We recently invested in a server for the sole purpose of solving engineering simulations in Simulia Abaqus (FEA). This server was to be an upgrade to our existing server. For the types of simulations we do, the time required for the simulations scale inversely with the number of cores. We went from 6 cores on a CPU released in 2014 to 32 cores on a CPU released in 2017 and were expecting to realize ~5x increase in speed (solve in 20% of the time). However, we've only realized about 2x increase in speed (solving in 50% of the time). This is much slower than we were expecting.
As a test, we ran the same simulation in the same version of the software on new and old server using 6 cores for both. The new server took 15.5 hrs to solve, while the old server took just 6 hrs to solve (again, both using 6 cores). For this test, we expected the new server to solve in ~6 hrs.
We're hoping to get some help to determine why this is the case and if/how we can speed things up.
New System Specs:
Dell Poweredge R7425
CPUs: 2x Epyc 7351 (16C/32T)
RAM: 192GB DDR4 2666 (12x 16GB)
OS Storage: 480GB SATA SSD
Data Storage: 1.6TB NVMe SSD
OS: CentOS 7.7 (we've tried multiple kernels including 3.10)
PSU: Redundant 1100W (1+1)
Old System Specs:
Dell Unknown
CPU: 1x Xeon E5-2643v3 (6C/12T)
RAM: 128GB DDR4 1600 (8x 16GB)
OS Storage: 250GB SATA SSD
Data Storage: 2TB SAS HDD
OS: Windows Server 2012
PSU: unknown
Did you run any tests how well your application scales?
I could imagine you might be running into issues described by Amdahls Law, or more specifically the Universal Scalability Law.
Regards ~Chris
For the program we're using (abaqus, a widely used FEA software), the number of threads to use is set manually.
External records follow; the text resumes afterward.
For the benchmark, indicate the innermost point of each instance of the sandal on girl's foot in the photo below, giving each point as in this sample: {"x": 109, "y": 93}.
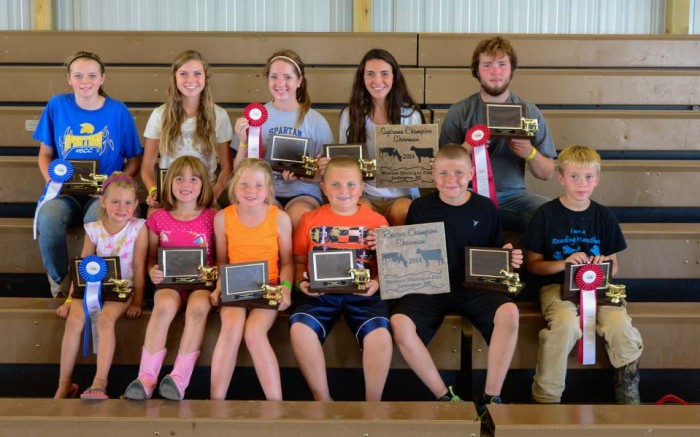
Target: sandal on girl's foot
{"x": 95, "y": 393}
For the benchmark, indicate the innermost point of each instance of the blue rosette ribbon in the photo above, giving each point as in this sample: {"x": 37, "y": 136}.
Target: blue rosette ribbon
{"x": 60, "y": 171}
{"x": 93, "y": 269}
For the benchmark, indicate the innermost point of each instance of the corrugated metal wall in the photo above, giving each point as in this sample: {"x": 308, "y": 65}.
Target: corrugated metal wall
{"x": 482, "y": 16}
{"x": 205, "y": 15}
{"x": 520, "y": 16}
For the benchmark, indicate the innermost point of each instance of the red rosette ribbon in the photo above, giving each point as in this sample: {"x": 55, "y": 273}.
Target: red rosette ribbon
{"x": 478, "y": 135}
{"x": 589, "y": 277}
{"x": 482, "y": 181}
{"x": 256, "y": 113}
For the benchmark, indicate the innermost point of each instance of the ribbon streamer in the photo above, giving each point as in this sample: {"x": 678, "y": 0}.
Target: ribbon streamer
{"x": 588, "y": 278}
{"x": 93, "y": 269}
{"x": 482, "y": 180}
{"x": 60, "y": 171}
{"x": 257, "y": 116}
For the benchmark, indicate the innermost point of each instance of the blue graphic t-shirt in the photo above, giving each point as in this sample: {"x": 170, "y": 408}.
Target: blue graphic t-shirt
{"x": 556, "y": 232}
{"x": 107, "y": 135}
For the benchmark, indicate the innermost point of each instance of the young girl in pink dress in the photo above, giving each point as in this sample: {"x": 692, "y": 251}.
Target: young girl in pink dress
{"x": 116, "y": 233}
{"x": 185, "y": 220}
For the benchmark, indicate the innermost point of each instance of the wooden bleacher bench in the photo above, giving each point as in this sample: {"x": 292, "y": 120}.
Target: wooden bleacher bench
{"x": 669, "y": 331}
{"x": 246, "y": 418}
{"x": 37, "y": 333}
{"x": 595, "y": 420}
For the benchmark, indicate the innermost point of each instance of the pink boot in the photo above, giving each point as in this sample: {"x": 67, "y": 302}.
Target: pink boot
{"x": 173, "y": 385}
{"x": 142, "y": 387}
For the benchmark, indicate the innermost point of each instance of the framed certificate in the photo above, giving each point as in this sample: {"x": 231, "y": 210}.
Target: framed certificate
{"x": 334, "y": 271}
{"x": 290, "y": 153}
{"x": 246, "y": 284}
{"x": 181, "y": 267}
{"x": 368, "y": 166}
{"x": 86, "y": 180}
{"x": 507, "y": 120}
{"x": 488, "y": 268}
{"x": 110, "y": 289}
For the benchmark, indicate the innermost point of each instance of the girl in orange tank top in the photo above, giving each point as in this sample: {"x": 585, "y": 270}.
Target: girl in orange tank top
{"x": 251, "y": 229}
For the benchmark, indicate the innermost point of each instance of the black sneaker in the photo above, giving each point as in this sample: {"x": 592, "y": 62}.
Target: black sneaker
{"x": 450, "y": 396}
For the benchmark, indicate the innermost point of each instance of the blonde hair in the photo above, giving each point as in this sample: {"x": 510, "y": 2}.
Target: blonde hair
{"x": 293, "y": 59}
{"x": 174, "y": 114}
{"x": 86, "y": 55}
{"x": 117, "y": 179}
{"x": 343, "y": 161}
{"x": 206, "y": 196}
{"x": 454, "y": 152}
{"x": 578, "y": 155}
{"x": 253, "y": 164}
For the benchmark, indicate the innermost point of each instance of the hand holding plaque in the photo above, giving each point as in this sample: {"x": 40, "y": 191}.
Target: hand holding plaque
{"x": 489, "y": 268}
{"x": 85, "y": 179}
{"x": 182, "y": 267}
{"x": 335, "y": 271}
{"x": 508, "y": 121}
{"x": 290, "y": 153}
{"x": 246, "y": 284}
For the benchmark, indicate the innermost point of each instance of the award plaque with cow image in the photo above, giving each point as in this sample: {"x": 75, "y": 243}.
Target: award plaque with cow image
{"x": 404, "y": 154}
{"x": 412, "y": 259}
{"x": 290, "y": 153}
{"x": 336, "y": 271}
{"x": 488, "y": 268}
{"x": 246, "y": 284}
{"x": 85, "y": 179}
{"x": 596, "y": 277}
{"x": 507, "y": 120}
{"x": 358, "y": 152}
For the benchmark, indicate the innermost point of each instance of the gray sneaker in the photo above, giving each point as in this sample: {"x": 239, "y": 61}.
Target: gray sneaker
{"x": 627, "y": 384}
{"x": 59, "y": 290}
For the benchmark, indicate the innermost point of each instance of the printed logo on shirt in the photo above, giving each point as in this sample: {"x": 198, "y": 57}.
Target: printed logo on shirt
{"x": 86, "y": 141}
{"x": 575, "y": 240}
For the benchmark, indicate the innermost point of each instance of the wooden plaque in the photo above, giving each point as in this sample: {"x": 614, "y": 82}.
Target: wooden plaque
{"x": 330, "y": 271}
{"x": 287, "y": 154}
{"x": 114, "y": 271}
{"x": 86, "y": 180}
{"x": 412, "y": 259}
{"x": 180, "y": 266}
{"x": 404, "y": 153}
{"x": 572, "y": 292}
{"x": 242, "y": 284}
{"x": 507, "y": 120}
{"x": 488, "y": 268}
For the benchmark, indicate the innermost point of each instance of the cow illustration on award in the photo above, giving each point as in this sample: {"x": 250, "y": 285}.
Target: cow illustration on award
{"x": 412, "y": 260}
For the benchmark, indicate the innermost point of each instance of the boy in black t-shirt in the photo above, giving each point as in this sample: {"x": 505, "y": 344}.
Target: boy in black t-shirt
{"x": 576, "y": 229}
{"x": 470, "y": 220}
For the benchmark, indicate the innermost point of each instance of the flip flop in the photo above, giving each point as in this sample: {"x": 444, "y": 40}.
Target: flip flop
{"x": 94, "y": 393}
{"x": 73, "y": 390}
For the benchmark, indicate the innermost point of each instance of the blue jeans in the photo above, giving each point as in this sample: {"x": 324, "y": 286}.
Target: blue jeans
{"x": 517, "y": 208}
{"x": 54, "y": 219}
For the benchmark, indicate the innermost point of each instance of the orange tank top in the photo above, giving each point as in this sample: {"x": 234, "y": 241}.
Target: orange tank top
{"x": 253, "y": 244}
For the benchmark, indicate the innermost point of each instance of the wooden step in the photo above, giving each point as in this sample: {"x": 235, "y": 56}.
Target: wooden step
{"x": 116, "y": 418}
{"x": 37, "y": 332}
{"x": 595, "y": 420}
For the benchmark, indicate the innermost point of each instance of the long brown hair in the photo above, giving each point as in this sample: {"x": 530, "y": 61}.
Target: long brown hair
{"x": 174, "y": 114}
{"x": 86, "y": 55}
{"x": 292, "y": 58}
{"x": 361, "y": 105}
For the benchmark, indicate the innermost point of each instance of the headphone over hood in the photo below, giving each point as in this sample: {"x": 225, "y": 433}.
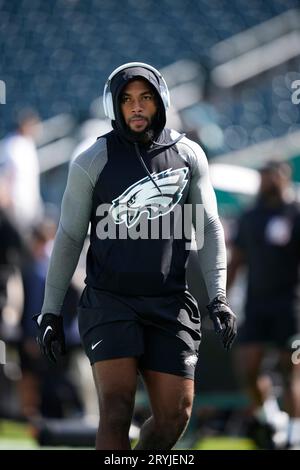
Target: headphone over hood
{"x": 119, "y": 81}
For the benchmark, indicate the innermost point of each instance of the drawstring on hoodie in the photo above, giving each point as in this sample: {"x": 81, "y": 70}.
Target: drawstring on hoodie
{"x": 136, "y": 146}
{"x": 137, "y": 150}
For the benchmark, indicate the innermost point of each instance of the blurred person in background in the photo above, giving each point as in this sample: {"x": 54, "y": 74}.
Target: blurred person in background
{"x": 267, "y": 242}
{"x": 13, "y": 252}
{"x": 135, "y": 313}
{"x": 19, "y": 171}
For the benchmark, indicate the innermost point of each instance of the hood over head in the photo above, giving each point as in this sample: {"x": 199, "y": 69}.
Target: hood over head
{"x": 119, "y": 81}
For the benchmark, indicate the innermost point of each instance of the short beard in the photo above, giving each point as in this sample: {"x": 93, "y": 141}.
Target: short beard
{"x": 141, "y": 136}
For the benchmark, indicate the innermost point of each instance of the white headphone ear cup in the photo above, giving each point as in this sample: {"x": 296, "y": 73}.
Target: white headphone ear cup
{"x": 110, "y": 106}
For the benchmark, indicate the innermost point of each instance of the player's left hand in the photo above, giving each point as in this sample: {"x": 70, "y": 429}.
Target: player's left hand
{"x": 224, "y": 320}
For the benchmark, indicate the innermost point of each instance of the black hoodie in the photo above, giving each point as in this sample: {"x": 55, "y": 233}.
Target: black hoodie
{"x": 138, "y": 186}
{"x": 144, "y": 172}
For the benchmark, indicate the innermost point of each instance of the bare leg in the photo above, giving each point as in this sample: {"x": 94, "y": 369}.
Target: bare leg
{"x": 171, "y": 400}
{"x": 116, "y": 381}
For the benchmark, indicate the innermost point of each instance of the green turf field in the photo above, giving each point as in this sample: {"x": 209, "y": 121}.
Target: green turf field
{"x": 19, "y": 436}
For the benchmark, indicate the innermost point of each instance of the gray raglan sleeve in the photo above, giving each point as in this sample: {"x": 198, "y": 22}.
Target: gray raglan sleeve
{"x": 212, "y": 254}
{"x": 69, "y": 240}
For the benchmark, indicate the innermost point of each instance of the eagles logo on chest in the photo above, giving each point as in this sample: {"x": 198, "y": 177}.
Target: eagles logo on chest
{"x": 144, "y": 196}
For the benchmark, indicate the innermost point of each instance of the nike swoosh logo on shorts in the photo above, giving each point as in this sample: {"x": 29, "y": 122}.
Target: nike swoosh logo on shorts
{"x": 96, "y": 344}
{"x": 46, "y": 331}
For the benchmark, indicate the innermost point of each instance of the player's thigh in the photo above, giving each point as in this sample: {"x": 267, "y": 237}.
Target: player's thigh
{"x": 170, "y": 395}
{"x": 116, "y": 382}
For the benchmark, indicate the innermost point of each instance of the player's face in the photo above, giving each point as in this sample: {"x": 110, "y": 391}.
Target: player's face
{"x": 138, "y": 105}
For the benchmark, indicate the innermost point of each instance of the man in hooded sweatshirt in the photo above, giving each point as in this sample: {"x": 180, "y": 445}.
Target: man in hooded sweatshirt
{"x": 136, "y": 315}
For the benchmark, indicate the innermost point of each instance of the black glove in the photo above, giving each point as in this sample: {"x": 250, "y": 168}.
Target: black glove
{"x": 50, "y": 332}
{"x": 224, "y": 320}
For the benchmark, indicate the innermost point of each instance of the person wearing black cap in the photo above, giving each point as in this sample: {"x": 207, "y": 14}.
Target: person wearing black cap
{"x": 268, "y": 243}
{"x": 136, "y": 314}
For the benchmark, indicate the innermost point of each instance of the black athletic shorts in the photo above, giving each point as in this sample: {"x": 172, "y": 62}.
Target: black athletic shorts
{"x": 271, "y": 320}
{"x": 163, "y": 332}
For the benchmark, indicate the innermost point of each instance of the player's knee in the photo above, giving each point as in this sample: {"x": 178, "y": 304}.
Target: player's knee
{"x": 116, "y": 411}
{"x": 174, "y": 421}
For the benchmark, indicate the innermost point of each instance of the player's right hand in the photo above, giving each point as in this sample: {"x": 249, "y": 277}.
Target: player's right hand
{"x": 224, "y": 320}
{"x": 50, "y": 335}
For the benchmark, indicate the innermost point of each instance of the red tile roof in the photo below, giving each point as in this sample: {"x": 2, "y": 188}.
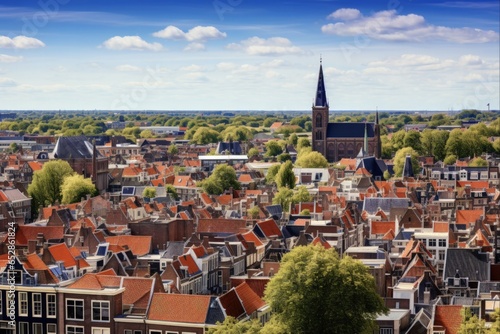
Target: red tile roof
{"x": 251, "y": 301}
{"x": 179, "y": 308}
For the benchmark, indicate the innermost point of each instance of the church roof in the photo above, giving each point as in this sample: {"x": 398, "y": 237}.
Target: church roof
{"x": 320, "y": 100}
{"x": 350, "y": 130}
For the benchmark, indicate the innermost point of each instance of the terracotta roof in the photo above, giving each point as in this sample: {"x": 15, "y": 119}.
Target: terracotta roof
{"x": 25, "y": 233}
{"x": 466, "y": 217}
{"x": 179, "y": 308}
{"x": 229, "y": 226}
{"x": 251, "y": 301}
{"x": 61, "y": 252}
{"x": 138, "y": 244}
{"x": 188, "y": 261}
{"x": 449, "y": 317}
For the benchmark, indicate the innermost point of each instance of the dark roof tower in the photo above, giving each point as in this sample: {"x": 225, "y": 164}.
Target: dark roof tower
{"x": 321, "y": 100}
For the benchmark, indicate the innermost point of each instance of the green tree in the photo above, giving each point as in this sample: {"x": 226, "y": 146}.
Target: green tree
{"x": 45, "y": 188}
{"x": 223, "y": 177}
{"x": 273, "y": 148}
{"x": 317, "y": 292}
{"x": 75, "y": 187}
{"x": 149, "y": 192}
{"x": 233, "y": 326}
{"x": 399, "y": 161}
{"x": 283, "y": 197}
{"x": 413, "y": 139}
{"x": 471, "y": 324}
{"x": 478, "y": 162}
{"x": 285, "y": 176}
{"x": 301, "y": 195}
{"x": 253, "y": 152}
{"x": 271, "y": 173}
{"x": 312, "y": 159}
{"x": 450, "y": 159}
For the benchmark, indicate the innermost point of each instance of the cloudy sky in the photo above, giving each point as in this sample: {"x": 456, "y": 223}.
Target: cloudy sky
{"x": 248, "y": 54}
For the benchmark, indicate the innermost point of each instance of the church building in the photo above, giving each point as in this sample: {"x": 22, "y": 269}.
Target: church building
{"x": 341, "y": 140}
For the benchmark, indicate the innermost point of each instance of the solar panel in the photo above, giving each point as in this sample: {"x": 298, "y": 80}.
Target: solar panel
{"x": 128, "y": 190}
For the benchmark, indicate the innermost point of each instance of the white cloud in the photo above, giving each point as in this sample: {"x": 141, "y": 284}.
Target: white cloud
{"x": 130, "y": 43}
{"x": 20, "y": 42}
{"x": 194, "y": 47}
{"x": 389, "y": 26}
{"x": 345, "y": 14}
{"x": 196, "y": 34}
{"x": 7, "y": 82}
{"x": 127, "y": 68}
{"x": 266, "y": 47}
{"x": 9, "y": 59}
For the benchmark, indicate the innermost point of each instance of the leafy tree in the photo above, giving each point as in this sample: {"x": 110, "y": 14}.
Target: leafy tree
{"x": 273, "y": 148}
{"x": 399, "y": 161}
{"x": 45, "y": 188}
{"x": 303, "y": 142}
{"x": 478, "y": 162}
{"x": 284, "y": 198}
{"x": 204, "y": 135}
{"x": 450, "y": 159}
{"x": 223, "y": 177}
{"x": 413, "y": 139}
{"x": 253, "y": 152}
{"x": 233, "y": 326}
{"x": 317, "y": 292}
{"x": 75, "y": 187}
{"x": 312, "y": 160}
{"x": 471, "y": 324}
{"x": 149, "y": 192}
{"x": 301, "y": 195}
{"x": 271, "y": 173}
{"x": 285, "y": 176}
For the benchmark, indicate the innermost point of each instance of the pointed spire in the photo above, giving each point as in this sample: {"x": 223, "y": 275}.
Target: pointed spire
{"x": 320, "y": 100}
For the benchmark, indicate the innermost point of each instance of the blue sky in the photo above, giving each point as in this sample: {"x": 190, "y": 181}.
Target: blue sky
{"x": 248, "y": 55}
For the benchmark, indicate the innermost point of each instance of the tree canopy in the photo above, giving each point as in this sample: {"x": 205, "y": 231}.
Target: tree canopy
{"x": 75, "y": 187}
{"x": 317, "y": 292}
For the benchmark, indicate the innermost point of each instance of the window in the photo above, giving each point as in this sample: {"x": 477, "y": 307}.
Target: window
{"x": 23, "y": 328}
{"x": 100, "y": 330}
{"x": 51, "y": 328}
{"x": 37, "y": 304}
{"x": 74, "y": 330}
{"x": 100, "y": 310}
{"x": 37, "y": 328}
{"x": 74, "y": 309}
{"x": 51, "y": 306}
{"x": 23, "y": 304}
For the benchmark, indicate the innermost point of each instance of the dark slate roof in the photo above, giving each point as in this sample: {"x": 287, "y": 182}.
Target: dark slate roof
{"x": 215, "y": 313}
{"x": 350, "y": 130}
{"x": 73, "y": 148}
{"x": 231, "y": 147}
{"x": 372, "y": 204}
{"x": 320, "y": 99}
{"x": 469, "y": 263}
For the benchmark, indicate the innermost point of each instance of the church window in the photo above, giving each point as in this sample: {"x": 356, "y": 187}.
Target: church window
{"x": 319, "y": 121}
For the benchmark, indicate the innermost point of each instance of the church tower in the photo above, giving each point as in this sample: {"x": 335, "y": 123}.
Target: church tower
{"x": 320, "y": 115}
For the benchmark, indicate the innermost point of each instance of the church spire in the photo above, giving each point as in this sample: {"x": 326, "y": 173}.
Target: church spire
{"x": 320, "y": 100}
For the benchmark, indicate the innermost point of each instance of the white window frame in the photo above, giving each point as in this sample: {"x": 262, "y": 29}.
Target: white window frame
{"x": 23, "y": 303}
{"x": 75, "y": 306}
{"x": 36, "y": 305}
{"x": 51, "y": 305}
{"x": 101, "y": 309}
{"x": 74, "y": 328}
{"x": 51, "y": 328}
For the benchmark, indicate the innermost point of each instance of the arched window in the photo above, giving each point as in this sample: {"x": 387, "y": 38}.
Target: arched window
{"x": 319, "y": 121}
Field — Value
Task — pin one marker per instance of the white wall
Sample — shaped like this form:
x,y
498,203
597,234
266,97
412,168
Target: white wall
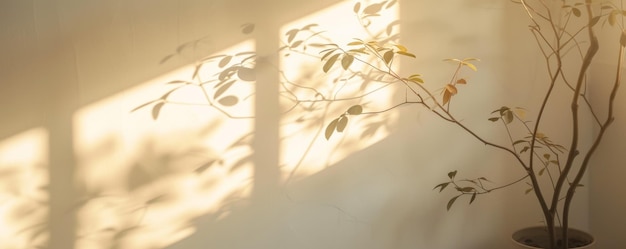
x,y
120,180
607,201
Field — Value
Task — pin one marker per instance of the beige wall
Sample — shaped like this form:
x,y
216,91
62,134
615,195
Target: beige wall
x,y
71,71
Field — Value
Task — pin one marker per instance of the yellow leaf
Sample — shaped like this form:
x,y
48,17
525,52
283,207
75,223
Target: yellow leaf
x,y
451,88
342,123
446,97
470,65
388,56
401,48
346,61
329,63
406,54
331,128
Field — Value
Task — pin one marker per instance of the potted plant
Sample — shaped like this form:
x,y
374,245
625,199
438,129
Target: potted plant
x,y
564,32
558,28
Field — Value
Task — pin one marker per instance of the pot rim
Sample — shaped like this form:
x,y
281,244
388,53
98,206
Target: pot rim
x,y
534,228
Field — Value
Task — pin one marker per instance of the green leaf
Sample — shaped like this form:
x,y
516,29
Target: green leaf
x,y
473,197
328,53
346,61
332,126
594,20
156,110
329,63
452,89
373,8
357,7
342,123
466,189
524,149
450,202
442,186
520,141
508,116
388,56
355,110
452,174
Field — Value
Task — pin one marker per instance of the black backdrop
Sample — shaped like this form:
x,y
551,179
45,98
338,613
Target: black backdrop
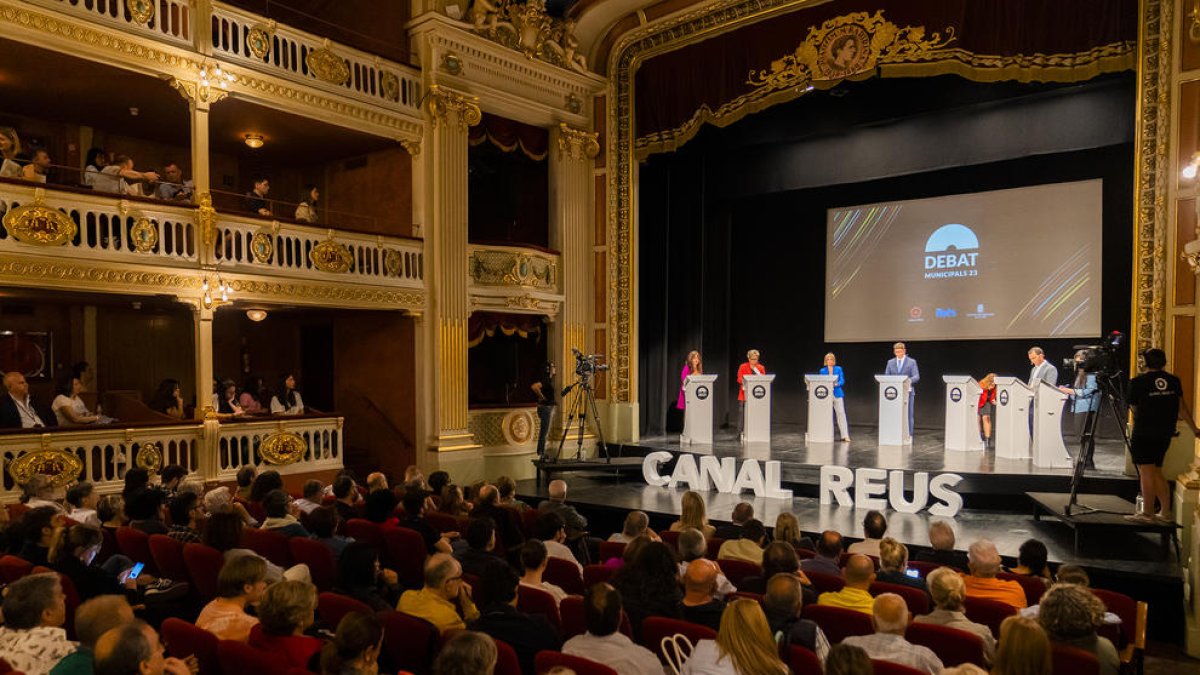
x,y
725,268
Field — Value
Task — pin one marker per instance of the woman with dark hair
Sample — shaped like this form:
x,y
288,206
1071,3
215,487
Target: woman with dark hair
x,y
287,400
360,577
355,649
649,585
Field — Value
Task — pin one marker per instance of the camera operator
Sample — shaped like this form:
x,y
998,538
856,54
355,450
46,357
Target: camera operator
x,y
546,404
1155,398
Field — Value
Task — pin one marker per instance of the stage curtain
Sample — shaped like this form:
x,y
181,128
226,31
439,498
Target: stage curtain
x,y
724,78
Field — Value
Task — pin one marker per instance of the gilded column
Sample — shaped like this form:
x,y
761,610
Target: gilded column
x,y
444,162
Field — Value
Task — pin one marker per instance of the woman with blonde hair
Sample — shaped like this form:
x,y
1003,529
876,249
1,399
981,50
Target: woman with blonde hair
x,y
744,645
1024,649
693,514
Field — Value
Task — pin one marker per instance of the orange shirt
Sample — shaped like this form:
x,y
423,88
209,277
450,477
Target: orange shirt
x,y
1008,592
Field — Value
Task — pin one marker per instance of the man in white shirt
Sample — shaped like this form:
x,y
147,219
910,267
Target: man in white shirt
x,y
604,643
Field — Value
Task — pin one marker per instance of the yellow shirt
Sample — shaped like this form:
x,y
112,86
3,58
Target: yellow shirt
x,y
437,610
849,598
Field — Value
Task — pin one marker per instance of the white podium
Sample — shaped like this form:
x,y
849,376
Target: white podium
x,y
1014,400
820,407
894,410
963,413
757,422
1048,448
697,416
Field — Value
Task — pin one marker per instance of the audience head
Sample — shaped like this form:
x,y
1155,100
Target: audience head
x,y
1024,649
244,575
467,652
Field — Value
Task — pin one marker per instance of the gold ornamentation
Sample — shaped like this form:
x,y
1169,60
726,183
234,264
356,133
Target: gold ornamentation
x,y
149,457
144,236
327,65
261,39
141,11
576,143
60,466
283,448
39,223
442,102
330,256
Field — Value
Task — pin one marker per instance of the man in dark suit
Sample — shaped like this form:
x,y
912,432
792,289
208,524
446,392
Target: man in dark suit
x,y
18,410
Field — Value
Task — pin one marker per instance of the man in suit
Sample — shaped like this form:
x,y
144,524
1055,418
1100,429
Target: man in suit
x,y
905,365
17,407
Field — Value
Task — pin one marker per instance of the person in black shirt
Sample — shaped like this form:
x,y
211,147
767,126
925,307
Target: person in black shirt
x,y
1155,398
546,404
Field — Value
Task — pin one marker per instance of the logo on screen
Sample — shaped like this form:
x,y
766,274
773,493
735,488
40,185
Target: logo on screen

We tested both the new solver and the old solver using 6 threads. The new solver took 15.5 hrs to solve while the old solver took only 6 hrs to solve.
For reference, if we increase from 6 to 12 threads on the new solver, the run time is reduced from 15.5 hrs to 8 hrs, indicating that things are scaling as expected. Same if we go from 12 to 24, run time is reduced from 8 hrs to 4 hrs.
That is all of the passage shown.